Note that if you import data from Excel, Excel's origin is December 30th, 1899 (i.e., as.Date(xx, origin = "1899-12-30")
), so if you tried that you get the wrong dates:
as.Date(tb_ts[1:7], origin = "1899-12-30")
# [1] "1930-04-30" "1930-05-31" "1930-06-30" "1930-07-31"

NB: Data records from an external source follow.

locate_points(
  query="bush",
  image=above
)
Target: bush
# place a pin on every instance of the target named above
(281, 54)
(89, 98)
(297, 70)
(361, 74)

# [5] "1930-08-31" "1930-09-30" "1930-10-31
CodePudding user response:
The function worked as it's supposed to. Keeping the date format you're familiar with isn't practical for execution, so it converts the dates to a different value, usually something like the number of days (or minutes or seconds) since a certain year, usually Jan. 1 1970. For example, here is a little set to make the point:
# a test vector of dates
> del1 <- seq(as.Date("2012-04-01"), length.out=4, by=30)
# looks like
> del1
[1] "2012-04-01" "2012-05-01" "2012-05-31" "2012-06-30"
# use the as.ts
> as.ts(del1)
Time Series:
Start = 1
End = 4
Frequency = 1
[1] 15431 15461 15491 15521
So you can see the dates, which are 30 days apart, are converted to a series of values that are 30 integers apart.